It is spring and mortgage competition is beginning to heat up again. However, be forewarned, many people are making wrong, and potentially financially disastrous decisions in the types of mortgages they choose. In fact, when I ask people what the terms of their mortgage are, in most cases all they can tell me is the interest rate, the term and the amortization period. That’s it, and that is VERY scary!
We are finding that the majority have lost touch with exactly what they are agreeing to when they sign a mortgage, and even worse, most have never read the full document they are signing, and when their lives change, the financial costs can be both surprising and devastating. Time to wake up to the reality that not all mortgages are created equal, and not all financial institutions are equal.
One of the biggest surprises that homeowners and investors discover, when their lives change and they need to make a mortgage change, is that there are often massive penalties many mortgages have hidden in their term. So massive, in fact that some consumers cannot afford to make strategic changes even in the case of illness, job relocation or death (example: http://www.cbc.ca/1.2790108).

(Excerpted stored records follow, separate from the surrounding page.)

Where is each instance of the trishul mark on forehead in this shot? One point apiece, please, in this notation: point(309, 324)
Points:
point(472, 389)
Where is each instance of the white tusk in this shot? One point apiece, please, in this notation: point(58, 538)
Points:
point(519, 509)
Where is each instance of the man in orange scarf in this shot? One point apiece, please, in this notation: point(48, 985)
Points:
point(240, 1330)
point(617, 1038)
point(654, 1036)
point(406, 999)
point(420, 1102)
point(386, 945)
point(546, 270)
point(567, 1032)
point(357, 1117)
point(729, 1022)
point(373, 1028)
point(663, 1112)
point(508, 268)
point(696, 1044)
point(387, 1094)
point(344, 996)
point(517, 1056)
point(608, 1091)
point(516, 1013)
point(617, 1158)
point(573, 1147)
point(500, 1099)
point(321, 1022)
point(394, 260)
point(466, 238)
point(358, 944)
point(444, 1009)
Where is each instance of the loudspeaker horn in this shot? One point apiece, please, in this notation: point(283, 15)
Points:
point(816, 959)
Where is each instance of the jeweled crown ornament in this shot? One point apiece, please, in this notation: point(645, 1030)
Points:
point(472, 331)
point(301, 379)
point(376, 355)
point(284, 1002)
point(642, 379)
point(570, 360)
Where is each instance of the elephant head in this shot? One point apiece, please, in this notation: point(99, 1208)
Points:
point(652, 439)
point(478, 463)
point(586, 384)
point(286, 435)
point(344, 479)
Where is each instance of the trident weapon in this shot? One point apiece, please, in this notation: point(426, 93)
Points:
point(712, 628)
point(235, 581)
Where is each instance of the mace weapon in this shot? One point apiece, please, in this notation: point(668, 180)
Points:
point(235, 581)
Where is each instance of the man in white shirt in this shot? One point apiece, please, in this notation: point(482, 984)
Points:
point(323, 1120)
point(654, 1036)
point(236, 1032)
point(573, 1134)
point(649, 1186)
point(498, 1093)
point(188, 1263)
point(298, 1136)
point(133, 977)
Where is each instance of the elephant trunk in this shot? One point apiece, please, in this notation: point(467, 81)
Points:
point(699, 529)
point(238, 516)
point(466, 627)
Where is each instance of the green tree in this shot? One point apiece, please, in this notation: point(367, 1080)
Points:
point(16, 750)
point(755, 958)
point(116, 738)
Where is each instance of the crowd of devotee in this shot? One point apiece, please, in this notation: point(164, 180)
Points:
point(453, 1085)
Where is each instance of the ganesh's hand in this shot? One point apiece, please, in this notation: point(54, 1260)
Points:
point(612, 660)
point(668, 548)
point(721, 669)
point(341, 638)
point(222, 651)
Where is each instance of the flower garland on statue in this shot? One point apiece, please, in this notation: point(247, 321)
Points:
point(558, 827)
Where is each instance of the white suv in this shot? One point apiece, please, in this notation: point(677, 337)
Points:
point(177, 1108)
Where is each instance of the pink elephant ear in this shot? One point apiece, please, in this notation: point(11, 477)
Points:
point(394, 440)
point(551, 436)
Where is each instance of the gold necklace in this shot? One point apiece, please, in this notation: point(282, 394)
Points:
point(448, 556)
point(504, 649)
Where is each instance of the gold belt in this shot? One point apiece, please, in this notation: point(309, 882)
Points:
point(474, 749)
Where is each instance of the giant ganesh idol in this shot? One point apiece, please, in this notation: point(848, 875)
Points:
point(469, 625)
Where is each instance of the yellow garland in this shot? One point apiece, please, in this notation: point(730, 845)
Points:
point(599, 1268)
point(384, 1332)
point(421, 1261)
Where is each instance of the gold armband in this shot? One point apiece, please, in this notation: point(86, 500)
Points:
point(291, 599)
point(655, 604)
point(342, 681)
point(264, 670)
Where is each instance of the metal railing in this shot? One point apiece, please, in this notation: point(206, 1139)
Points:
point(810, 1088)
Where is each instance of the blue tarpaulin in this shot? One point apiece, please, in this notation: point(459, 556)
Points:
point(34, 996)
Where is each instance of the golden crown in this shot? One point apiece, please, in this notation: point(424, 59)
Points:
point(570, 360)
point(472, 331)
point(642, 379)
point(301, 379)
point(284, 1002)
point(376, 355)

As someone who has been dealing with mortgages for years, I have discovered that the fine print of the mortgage (the pages that nobody seems to read before signing) is the most critical part of the document. These are considered the terms of the mortgage – the rules under which you are going to be governed during the length of the mortgage. Many are obvious and simple, while others are confusing and almost impossible to interpret the cost of. The terms of a mortgage are so important to me that in some cases I will willingly pay 0.25$ to 0.5% point higher just to secure the terms and flexibility I need.
Starting today, I URGE you to think a lot more strategically, be more informed on all of the terms and conditions of your next mortgage and when you think you have made the correct choice, take a read of this important article about the hidden and costly penalties that many mortgages have hiding within them. Then, before you sign, ask your financer what penalties are involved in your mortgage. If you are prepared with the facts and you have considered your strategic options, THEN you should agree to the terms and conditions, but not before.